Grab a bowl and use approx 350g of  self-raising flour were going to add a sprinkle of salt and add small drops of water until you achieve a doughy texture (not too watery or to dry/firm) knead dough until its lovely & soft and not sticky. Sprinkle some flower in a plate as we will placing the dumplings here once rolled. Roll the dough into balls, I make my balls a medium size (about the size of a small egg) so they don’t take too long to long cook repeat until you have a large family of balls.

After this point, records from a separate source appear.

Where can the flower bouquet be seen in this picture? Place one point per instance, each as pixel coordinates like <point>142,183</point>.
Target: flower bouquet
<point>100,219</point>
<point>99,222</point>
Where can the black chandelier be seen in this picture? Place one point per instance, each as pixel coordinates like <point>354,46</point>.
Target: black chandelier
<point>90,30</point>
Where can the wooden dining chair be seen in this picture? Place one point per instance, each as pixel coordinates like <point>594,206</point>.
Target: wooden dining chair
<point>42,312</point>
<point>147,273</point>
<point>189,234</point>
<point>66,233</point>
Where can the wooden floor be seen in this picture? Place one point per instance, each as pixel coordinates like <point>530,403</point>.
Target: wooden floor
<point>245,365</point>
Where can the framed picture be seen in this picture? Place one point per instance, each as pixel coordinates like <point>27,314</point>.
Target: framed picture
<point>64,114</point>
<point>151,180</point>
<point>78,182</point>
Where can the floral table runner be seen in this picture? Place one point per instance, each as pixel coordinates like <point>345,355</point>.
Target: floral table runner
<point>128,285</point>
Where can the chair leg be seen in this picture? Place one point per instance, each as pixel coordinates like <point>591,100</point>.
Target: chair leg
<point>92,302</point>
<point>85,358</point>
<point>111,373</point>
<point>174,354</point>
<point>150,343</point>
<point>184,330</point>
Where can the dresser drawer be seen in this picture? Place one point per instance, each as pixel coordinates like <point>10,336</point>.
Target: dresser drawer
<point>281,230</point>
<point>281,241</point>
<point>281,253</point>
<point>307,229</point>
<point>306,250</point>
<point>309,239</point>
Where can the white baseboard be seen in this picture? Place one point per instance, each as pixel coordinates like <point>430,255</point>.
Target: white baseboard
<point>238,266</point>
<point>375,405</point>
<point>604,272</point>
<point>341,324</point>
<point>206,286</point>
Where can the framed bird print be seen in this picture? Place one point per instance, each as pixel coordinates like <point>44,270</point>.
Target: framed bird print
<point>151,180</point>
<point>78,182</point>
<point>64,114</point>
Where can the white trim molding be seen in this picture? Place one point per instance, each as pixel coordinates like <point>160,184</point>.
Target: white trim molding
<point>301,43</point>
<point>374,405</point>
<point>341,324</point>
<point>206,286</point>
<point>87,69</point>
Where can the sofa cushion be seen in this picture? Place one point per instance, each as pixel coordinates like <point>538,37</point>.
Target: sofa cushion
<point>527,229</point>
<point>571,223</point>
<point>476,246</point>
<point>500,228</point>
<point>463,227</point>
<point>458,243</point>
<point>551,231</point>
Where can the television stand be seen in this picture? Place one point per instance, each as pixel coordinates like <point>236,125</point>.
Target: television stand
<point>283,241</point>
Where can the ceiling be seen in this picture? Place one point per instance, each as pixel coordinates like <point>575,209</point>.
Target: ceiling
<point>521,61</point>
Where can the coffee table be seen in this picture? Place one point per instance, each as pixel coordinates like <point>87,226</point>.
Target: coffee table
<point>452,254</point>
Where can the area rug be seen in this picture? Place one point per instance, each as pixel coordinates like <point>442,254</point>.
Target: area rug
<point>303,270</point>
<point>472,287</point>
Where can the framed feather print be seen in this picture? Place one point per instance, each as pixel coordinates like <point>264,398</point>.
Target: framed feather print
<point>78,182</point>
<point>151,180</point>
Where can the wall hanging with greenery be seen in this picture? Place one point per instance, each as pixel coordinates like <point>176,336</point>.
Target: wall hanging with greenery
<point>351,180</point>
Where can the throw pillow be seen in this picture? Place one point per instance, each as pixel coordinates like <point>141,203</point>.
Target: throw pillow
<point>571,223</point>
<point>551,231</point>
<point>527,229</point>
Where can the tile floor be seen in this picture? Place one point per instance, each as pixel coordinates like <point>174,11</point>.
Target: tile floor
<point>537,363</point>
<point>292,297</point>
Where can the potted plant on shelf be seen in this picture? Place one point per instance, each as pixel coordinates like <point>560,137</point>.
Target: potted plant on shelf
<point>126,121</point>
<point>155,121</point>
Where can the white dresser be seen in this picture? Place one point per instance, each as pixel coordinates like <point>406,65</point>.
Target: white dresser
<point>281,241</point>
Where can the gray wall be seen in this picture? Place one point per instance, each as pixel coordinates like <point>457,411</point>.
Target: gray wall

There are many ways you can fry dumplings I will share with you a simple method using only a little bit of oil. Grab your frying pan and pour JUST enough oil to cover the pan, not too much. We want to have a medium fire going, once the oil is heated turn fire to low as we are going to shallow fry the dumplings. Add dumplings and ensure that each dumpling has direct contact with pan, you may need to do the dumplings in 2 batches depending on the size of your frying pan. Once golden brown turn to ensure even browning over dumpling (approx 20 mins). To make sure the dumpling is cooked, open one up and look in the middle to see if flour is cooked ( If the inside is not cooked the fire is either too high or you’ve made them too big).

PLANTAIN

makes: approx 25

preparation time: 3 minutes

cooking time: 5 minutes

INGREDIENTS

  • Ripe plantain (1)
  • Sunflower of vegetable oil

Run a knife from top to bottom of the plantain, not too deep. Peel the skin off and cut the plantain into thin slices. Heat a tablespoon of oil in a frying pan, (medium to high) add the plantain. The plantain is frying so shake the handle to ensure they do not burn, check often to make sure there browning nicely. As soon as they brown turn them over, repeat. Once cooked place them in a plate with some kitchen towel to absorb the oil.

AND YOUR DONE, ENJOY AND PLEASE LET ME KNOW HOW IT WENT FOR YOU!

2 responses to “One of My Favourites – Ackee, Saltfish and fried Plantain

  1. Then dumplings look good! And I’m a big fan of fried plantain too. I never had ackee but I suppose when I get back to Miami and a decent WI supermarket…I might give it a try.